2025, Nov 28 11:00

Normalize a mixed Delivery Period column in pandas: turn 'start to end' ranges into one row per month (Month Year)

Pandas how-to: normalize a mixed Delivery Period column. Detect date ranges, generate monthly periods, explode to rows, and format as Month Year. Fast.

Normalize a mixed “Delivery Period” column: expand a single string range like “2025-01-01 to 2025-12-31” into one row per month and keep existing month-year values intact. Below is a compact approach in pandas that detects a range, generates monthly periods, explodes them into rows, and formats them to the expected “Month Year”.

Problem

Some rows store the delivery window as a date range string instead of the required “Month Year”. The goal is to find those rows and turn each into multiple rows, one for every month in the range, while preserving the other columns as-is.

Reproducible example

The input data contains one yearly range and several already normalized month-year values.

import pandas as pd
seed_cols = {
    'Price Curve': [
        'TEST',
        'some curve',
        'some curve',
        'some curve',
        'some curve',
        'some curve',
        'some curve',
        'some curve'
    ],
    'Text': [
        'TEST',
        'some text',
        'some text',
        'some text',
        'some text',
        'some text',
        'some text',
        'some text'
    ],
    'Delivery Period': [
        '2025-01-01 to 2025-12-31',
        'June 2025',
        'July 2025',
        'August 2025',
        'September 2025',
        'October 2025',
        'November 2025',
        'December 2025'
    ]
}
frame = pd.DataFrame(seed_cols)

What’s going on and why

The column mixes two representations of time: a single “start to end” string spanning multiple months, and individual “Month Year” strings. To align the data model, the range needs to be turned into a monthly sequence and expanded into separate rows. The simplest reliable signal is the substring separating the range boundaries.

Solution

The strategy is to detect rows that contain a range, split the boundaries, build a monthly sequence, explode the sequence to get one row per month, format the result to “Month Year”, and then combine it back into the original column.

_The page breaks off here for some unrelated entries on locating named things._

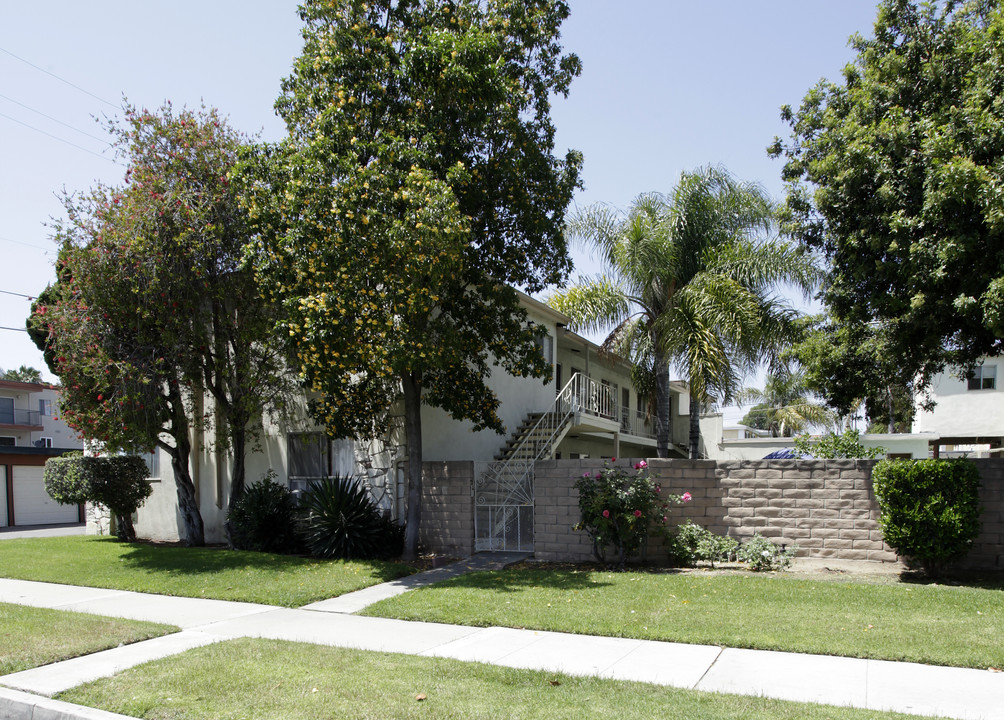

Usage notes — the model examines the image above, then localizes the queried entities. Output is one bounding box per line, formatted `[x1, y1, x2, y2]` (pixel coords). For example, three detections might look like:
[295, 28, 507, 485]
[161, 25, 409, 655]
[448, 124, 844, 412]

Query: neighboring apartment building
[0, 380, 83, 527]
[123, 295, 689, 542]
[913, 357, 1004, 457]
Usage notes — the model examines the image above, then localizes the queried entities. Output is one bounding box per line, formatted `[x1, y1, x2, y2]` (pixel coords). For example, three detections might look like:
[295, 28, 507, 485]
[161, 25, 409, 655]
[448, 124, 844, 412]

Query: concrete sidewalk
[0, 568, 1004, 720]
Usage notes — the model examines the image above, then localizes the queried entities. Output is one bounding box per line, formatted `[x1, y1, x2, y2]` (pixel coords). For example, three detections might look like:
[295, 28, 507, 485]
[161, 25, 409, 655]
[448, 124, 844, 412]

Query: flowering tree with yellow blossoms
[241, 0, 580, 556]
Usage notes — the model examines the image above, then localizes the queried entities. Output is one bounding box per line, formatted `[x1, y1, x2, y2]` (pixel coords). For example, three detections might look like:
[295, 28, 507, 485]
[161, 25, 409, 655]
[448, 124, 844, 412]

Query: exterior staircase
[473, 373, 610, 552]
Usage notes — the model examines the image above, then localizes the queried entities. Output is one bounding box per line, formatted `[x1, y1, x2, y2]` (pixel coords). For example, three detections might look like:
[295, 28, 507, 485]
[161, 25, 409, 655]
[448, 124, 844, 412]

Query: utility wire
[0, 92, 108, 144]
[0, 109, 121, 166]
[0, 235, 52, 252]
[0, 290, 35, 300]
[0, 47, 118, 109]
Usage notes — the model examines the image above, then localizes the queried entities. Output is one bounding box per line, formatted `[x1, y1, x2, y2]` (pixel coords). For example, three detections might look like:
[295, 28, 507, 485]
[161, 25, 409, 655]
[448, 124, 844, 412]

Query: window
[286, 433, 328, 480]
[533, 330, 554, 365]
[143, 450, 161, 480]
[969, 365, 997, 390]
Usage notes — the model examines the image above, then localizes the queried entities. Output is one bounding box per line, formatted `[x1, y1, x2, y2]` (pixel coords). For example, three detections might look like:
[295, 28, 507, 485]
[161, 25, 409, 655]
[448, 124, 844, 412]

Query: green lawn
[58, 639, 935, 720]
[0, 603, 178, 675]
[363, 566, 1004, 668]
[0, 536, 414, 608]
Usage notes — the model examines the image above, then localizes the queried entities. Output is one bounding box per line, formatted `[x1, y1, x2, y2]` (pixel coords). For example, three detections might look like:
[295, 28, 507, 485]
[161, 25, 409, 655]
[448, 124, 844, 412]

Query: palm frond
[547, 276, 631, 332]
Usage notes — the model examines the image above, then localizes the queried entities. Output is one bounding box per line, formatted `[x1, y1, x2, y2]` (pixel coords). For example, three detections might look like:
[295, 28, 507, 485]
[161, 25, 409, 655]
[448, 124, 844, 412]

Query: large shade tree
[242, 0, 580, 555]
[549, 167, 817, 458]
[28, 106, 289, 545]
[771, 0, 1004, 388]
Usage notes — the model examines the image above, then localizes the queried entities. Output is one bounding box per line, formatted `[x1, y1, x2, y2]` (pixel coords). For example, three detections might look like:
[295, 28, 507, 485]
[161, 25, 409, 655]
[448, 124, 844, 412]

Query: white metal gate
[474, 462, 533, 552]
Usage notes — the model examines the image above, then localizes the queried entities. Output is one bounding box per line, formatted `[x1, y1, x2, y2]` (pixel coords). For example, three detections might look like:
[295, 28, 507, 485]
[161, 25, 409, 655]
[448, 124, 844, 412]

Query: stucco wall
[914, 357, 1004, 438]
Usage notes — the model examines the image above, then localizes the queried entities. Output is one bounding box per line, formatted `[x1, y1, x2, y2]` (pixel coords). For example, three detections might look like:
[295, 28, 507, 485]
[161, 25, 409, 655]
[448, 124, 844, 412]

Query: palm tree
[738, 370, 836, 438]
[549, 167, 818, 458]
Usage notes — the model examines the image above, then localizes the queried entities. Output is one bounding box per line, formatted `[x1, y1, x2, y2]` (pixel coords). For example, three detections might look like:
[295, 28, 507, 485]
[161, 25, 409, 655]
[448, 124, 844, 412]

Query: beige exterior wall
[913, 357, 1004, 438]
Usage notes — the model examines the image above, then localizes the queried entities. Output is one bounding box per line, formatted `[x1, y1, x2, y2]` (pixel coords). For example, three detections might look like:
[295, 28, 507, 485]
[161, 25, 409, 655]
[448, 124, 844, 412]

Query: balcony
[0, 407, 42, 430]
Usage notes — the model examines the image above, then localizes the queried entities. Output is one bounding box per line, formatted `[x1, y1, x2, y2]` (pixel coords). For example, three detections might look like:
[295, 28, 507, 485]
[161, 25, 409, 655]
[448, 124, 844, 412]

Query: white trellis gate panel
[474, 462, 533, 552]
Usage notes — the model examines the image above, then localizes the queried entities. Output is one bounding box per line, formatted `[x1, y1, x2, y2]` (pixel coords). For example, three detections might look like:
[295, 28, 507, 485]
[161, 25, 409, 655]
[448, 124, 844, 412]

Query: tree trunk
[690, 393, 701, 460]
[114, 512, 136, 542]
[401, 373, 422, 560]
[655, 356, 673, 458]
[164, 381, 206, 547]
[886, 385, 896, 434]
[227, 424, 247, 510]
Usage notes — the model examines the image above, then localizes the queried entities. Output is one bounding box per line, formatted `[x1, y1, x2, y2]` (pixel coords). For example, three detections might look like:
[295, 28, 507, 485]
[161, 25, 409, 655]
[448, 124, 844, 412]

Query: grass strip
[0, 603, 178, 675]
[0, 536, 414, 608]
[59, 639, 935, 720]
[363, 566, 1004, 669]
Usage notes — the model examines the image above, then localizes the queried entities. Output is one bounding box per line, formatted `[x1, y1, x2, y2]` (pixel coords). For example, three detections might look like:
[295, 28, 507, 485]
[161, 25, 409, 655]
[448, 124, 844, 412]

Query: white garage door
[0, 465, 7, 527]
[14, 465, 79, 525]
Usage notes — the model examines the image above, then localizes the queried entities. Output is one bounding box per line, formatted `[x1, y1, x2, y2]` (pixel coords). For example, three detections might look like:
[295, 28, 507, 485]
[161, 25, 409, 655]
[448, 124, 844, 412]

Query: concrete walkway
[0, 557, 1004, 720]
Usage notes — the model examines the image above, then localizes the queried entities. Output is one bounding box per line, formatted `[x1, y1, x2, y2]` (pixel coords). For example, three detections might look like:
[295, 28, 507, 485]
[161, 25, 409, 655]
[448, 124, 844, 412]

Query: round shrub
[227, 479, 301, 554]
[300, 475, 405, 559]
[43, 454, 154, 542]
[871, 460, 980, 575]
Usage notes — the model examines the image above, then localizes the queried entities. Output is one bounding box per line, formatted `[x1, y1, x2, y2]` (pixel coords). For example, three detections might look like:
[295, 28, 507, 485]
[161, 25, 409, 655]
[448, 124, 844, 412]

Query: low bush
[667, 520, 739, 567]
[871, 460, 980, 575]
[43, 453, 154, 541]
[300, 475, 405, 559]
[227, 477, 303, 554]
[574, 460, 690, 569]
[736, 532, 798, 572]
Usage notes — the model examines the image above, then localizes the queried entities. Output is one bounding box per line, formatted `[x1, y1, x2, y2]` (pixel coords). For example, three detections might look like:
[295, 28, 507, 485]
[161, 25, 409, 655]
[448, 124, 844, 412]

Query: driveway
[0, 522, 84, 540]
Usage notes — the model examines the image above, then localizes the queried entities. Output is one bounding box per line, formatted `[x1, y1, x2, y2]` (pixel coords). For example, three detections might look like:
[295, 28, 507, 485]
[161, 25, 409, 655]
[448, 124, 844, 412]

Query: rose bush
[574, 458, 691, 568]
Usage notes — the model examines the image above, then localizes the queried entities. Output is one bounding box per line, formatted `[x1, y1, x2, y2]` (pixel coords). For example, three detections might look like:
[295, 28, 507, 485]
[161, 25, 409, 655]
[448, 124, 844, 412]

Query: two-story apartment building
[123, 295, 689, 543]
[913, 357, 1004, 457]
[0, 380, 83, 527]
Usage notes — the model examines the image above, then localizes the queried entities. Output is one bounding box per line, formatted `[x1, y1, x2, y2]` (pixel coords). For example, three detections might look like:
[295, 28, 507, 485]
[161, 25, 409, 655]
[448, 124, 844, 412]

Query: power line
[0, 290, 36, 300]
[0, 93, 108, 143]
[0, 47, 118, 109]
[0, 110, 121, 167]
[0, 235, 52, 252]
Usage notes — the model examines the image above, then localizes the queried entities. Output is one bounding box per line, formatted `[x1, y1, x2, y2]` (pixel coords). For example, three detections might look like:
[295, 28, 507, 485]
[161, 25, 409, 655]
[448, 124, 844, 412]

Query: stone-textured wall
[534, 459, 1004, 569]
[419, 462, 474, 557]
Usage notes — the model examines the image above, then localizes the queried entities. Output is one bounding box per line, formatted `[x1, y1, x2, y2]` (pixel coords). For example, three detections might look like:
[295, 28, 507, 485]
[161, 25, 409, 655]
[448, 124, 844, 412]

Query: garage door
[0, 465, 7, 527]
[14, 465, 79, 525]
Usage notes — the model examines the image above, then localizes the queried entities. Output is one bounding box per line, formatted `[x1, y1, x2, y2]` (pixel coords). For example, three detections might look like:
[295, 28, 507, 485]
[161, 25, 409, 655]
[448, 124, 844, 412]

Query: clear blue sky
[0, 0, 876, 422]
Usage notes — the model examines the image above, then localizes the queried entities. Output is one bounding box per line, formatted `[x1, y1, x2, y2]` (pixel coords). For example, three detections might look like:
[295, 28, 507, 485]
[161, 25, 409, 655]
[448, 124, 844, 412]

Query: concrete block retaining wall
[423, 459, 1004, 569]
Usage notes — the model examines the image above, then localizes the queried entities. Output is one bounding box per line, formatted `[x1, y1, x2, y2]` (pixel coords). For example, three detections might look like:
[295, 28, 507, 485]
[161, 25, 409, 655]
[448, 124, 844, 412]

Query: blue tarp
[763, 448, 812, 460]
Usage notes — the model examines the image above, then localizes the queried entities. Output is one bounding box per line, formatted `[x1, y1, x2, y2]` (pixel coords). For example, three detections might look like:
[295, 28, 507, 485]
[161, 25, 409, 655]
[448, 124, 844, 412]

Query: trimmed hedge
[43, 453, 154, 541]
[871, 460, 981, 575]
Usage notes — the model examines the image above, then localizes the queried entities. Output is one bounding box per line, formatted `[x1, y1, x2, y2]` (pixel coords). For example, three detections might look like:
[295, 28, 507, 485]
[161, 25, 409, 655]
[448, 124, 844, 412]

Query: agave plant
[300, 475, 404, 559]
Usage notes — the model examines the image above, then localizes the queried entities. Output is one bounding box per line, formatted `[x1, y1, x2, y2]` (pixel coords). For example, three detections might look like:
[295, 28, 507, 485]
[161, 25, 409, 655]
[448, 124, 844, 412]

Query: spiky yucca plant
[300, 475, 404, 559]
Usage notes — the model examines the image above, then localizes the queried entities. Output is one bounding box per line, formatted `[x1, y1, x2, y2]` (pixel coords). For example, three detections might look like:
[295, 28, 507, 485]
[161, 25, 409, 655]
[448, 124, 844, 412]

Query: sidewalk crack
[691, 647, 725, 690]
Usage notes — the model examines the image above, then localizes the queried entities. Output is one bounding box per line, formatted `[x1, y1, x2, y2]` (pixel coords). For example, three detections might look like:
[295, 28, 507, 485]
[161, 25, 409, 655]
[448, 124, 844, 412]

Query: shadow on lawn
[430, 565, 612, 592]
[108, 538, 414, 581]
[900, 570, 1004, 590]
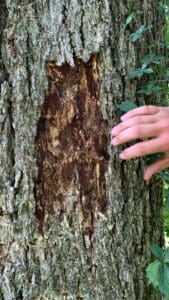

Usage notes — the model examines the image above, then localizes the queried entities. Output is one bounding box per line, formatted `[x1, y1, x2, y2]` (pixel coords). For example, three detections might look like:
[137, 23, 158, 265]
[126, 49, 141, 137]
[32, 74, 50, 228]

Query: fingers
[144, 157, 169, 180]
[121, 105, 159, 121]
[112, 115, 157, 136]
[112, 123, 159, 146]
[119, 138, 163, 160]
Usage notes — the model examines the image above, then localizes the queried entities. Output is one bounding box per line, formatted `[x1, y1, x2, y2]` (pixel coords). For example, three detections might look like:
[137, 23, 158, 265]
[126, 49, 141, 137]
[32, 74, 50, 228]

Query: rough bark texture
[0, 0, 162, 300]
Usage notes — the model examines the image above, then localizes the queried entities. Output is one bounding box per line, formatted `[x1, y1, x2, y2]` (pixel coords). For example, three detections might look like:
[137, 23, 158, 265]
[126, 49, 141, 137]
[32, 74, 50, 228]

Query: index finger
[121, 105, 159, 121]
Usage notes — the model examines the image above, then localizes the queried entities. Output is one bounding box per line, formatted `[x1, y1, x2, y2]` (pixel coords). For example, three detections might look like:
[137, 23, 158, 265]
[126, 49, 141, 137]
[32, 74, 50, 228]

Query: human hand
[112, 105, 169, 180]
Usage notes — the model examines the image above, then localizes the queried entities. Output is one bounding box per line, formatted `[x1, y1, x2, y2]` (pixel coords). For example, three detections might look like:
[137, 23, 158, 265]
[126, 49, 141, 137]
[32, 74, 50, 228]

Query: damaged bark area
[35, 56, 109, 235]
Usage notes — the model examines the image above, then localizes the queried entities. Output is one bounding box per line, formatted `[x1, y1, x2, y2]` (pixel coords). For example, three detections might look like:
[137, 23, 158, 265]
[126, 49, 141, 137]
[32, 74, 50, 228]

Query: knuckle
[159, 119, 169, 129]
[133, 126, 141, 137]
[146, 105, 155, 113]
[136, 143, 145, 154]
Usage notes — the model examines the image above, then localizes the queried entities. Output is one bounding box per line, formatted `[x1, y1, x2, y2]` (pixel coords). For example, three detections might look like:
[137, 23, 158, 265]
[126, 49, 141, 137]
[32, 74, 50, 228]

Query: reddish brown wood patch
[35, 56, 109, 234]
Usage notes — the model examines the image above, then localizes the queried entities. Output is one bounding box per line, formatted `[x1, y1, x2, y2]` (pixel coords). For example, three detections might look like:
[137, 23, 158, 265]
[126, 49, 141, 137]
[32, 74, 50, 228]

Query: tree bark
[0, 0, 162, 300]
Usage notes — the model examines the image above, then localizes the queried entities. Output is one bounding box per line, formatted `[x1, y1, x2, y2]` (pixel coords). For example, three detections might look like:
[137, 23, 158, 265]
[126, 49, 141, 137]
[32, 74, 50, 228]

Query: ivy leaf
[116, 100, 137, 112]
[125, 14, 133, 27]
[150, 244, 163, 259]
[146, 260, 161, 288]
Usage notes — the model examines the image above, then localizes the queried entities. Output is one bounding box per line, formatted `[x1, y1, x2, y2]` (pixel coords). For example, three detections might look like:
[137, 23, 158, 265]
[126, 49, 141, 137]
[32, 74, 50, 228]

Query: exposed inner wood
[35, 56, 109, 234]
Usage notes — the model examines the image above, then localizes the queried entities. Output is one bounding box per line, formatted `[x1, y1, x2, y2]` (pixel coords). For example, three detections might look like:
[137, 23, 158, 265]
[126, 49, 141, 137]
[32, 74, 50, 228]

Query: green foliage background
[121, 0, 169, 300]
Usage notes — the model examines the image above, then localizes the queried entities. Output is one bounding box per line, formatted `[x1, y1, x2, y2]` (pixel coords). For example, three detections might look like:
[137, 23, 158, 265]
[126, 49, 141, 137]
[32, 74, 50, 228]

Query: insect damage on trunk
[35, 56, 109, 232]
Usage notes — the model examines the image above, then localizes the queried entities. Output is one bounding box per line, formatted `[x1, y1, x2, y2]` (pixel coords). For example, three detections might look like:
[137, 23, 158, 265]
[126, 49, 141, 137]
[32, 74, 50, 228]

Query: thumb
[144, 156, 169, 181]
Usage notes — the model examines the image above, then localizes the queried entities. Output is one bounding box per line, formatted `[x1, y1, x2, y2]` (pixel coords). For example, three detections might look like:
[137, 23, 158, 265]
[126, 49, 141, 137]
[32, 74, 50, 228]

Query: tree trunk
[0, 0, 162, 300]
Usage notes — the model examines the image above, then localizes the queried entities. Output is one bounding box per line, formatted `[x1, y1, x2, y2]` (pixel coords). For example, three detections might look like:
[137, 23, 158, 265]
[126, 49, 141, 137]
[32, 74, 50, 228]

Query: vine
[117, 0, 169, 300]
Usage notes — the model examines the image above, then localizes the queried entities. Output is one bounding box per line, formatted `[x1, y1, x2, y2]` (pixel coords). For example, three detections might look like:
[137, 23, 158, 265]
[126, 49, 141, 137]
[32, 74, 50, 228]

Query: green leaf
[166, 197, 169, 210]
[141, 63, 147, 70]
[158, 263, 169, 295]
[143, 68, 154, 74]
[150, 244, 163, 259]
[141, 54, 164, 65]
[125, 14, 133, 26]
[129, 25, 152, 42]
[164, 248, 169, 263]
[137, 82, 162, 95]
[146, 260, 161, 288]
[129, 31, 141, 42]
[129, 69, 144, 79]
[116, 100, 137, 112]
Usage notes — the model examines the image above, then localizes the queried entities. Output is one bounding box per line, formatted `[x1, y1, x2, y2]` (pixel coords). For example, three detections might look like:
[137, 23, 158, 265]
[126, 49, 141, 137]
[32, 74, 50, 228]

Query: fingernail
[120, 116, 127, 121]
[119, 152, 126, 159]
[111, 138, 117, 146]
[111, 128, 116, 135]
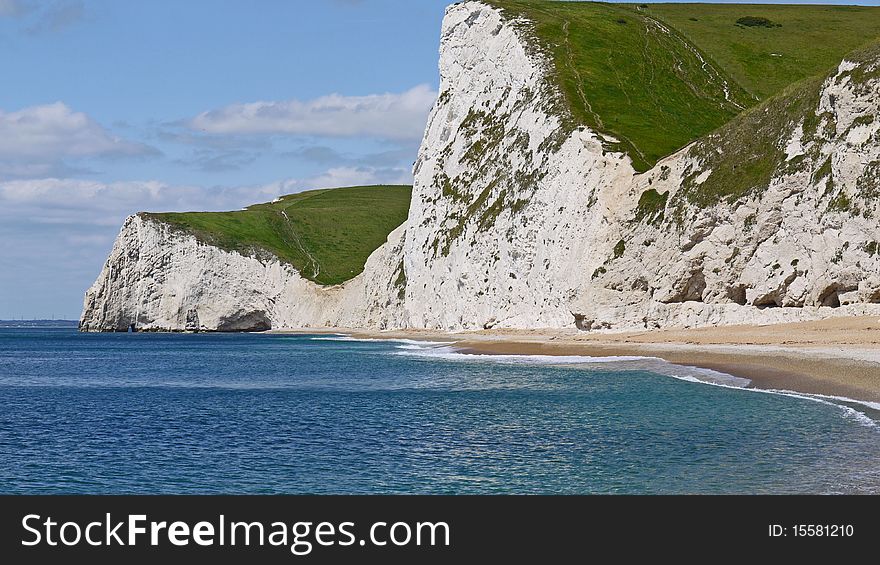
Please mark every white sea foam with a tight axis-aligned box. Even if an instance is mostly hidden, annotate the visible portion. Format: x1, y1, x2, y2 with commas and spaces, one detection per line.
311, 335, 455, 346
396, 342, 880, 429
670, 375, 880, 428
396, 342, 662, 365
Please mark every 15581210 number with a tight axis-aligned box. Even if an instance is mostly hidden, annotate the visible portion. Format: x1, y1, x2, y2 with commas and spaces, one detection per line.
790, 524, 855, 538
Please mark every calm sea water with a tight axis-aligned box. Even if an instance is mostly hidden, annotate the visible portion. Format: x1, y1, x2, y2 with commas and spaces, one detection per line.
0, 328, 880, 493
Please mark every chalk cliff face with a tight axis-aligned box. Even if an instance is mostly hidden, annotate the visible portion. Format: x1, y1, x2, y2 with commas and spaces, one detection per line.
80, 216, 403, 331
81, 2, 880, 331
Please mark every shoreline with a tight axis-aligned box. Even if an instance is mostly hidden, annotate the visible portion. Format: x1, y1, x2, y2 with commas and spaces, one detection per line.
273, 317, 880, 403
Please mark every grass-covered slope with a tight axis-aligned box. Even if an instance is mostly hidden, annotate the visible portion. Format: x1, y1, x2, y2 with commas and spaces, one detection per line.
142, 186, 412, 285
633, 4, 880, 100
487, 0, 880, 171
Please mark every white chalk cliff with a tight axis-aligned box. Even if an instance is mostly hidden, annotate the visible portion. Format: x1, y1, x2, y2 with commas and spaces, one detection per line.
81, 2, 880, 331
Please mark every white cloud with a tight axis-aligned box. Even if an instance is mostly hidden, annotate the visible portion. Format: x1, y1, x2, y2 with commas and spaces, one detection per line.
0, 167, 411, 318
0, 167, 412, 226
0, 102, 155, 162
0, 0, 31, 18
188, 84, 437, 139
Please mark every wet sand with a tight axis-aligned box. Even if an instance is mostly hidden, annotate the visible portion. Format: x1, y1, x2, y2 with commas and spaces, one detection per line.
278, 317, 880, 402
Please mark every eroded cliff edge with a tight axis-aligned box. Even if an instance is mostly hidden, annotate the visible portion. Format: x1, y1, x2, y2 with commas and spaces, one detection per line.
81, 2, 880, 331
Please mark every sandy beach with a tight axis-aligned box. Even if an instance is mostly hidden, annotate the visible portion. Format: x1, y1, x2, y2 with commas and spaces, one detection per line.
308, 317, 880, 402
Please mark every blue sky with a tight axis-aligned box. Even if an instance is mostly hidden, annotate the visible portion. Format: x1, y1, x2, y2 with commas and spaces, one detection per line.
0, 0, 877, 319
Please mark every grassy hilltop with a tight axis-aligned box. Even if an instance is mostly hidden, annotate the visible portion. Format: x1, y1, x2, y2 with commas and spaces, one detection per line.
142, 186, 412, 285
144, 0, 880, 285
486, 0, 880, 171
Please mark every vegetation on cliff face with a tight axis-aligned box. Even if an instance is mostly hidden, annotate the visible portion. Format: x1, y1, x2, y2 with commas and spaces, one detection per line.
486, 0, 880, 171
141, 186, 412, 285
668, 43, 880, 217
643, 4, 880, 103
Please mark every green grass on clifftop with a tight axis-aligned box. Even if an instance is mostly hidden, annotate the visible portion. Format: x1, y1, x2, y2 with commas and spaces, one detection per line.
488, 0, 880, 171
142, 186, 412, 285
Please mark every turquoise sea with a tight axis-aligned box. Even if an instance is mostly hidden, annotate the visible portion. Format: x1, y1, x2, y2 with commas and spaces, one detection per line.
0, 328, 880, 494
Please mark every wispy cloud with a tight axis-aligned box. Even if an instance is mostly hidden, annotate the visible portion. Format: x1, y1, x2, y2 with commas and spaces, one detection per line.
27, 0, 85, 35
0, 102, 158, 178
0, 0, 33, 18
187, 84, 437, 140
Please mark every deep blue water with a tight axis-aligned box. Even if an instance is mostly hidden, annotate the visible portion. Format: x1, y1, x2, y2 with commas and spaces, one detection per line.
0, 328, 880, 493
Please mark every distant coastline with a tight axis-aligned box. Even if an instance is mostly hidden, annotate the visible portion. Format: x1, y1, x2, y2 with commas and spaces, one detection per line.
0, 320, 79, 328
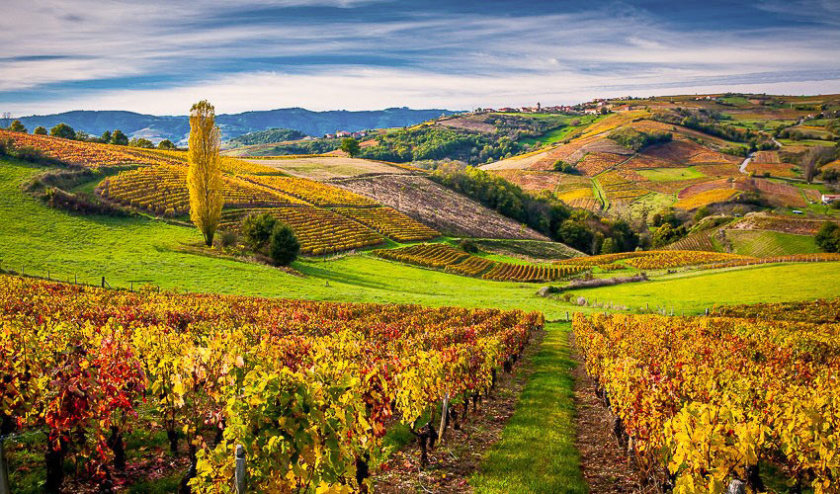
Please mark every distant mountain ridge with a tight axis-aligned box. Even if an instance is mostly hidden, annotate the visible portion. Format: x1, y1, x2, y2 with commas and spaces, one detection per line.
13, 107, 456, 142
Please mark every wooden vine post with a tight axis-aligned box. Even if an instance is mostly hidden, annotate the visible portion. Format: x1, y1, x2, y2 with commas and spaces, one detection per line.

# Identify rows that contain a date span
has_span = frame['Delivery Period'].str.contains(' to ')
# Split the textual span into start/end and generate monthly periods
frame.loc[has_span, 'span_seq'] = frame.loc[has_span, 'Delivery Period'].str.split(' to ')
frame.loc[has_span, 'span_seq'] = frame.loc[has_span, 'span_seq'].transform(
    lambda pair: pd.period_range(pair[0], pair[1], freq='M')
)
# Expand one row per period and format to "Month Year"
frame = frame.explode('span_seq')
frame['span_seq'] = frame['span_seq'].dt.strftime('%B %Y')
# Prefer the expanded value where present, otherwise keep the original
frame['Delivery Period'] = frame['span_seq'].combine_first(frame['Delivery Period'])
# Clean up the temporary helper column
frame = frame.drop(columns='span_seq')

Why this matters

Consistent time semantics in a “Delivery Period” field make downstream work straightforward. When each month has its own row, further processing aligns with the expected format and mirrors the sample output, avoiding ambiguity from a single wide range string.

Takeaways

Detect the range with a lightweight check, convert it to a monthly sequence, and expand rows. The combination of period generation, explode, and final formatting yields a clean, uniform “Month Year” column without disturbing rows that were already correctly formatted.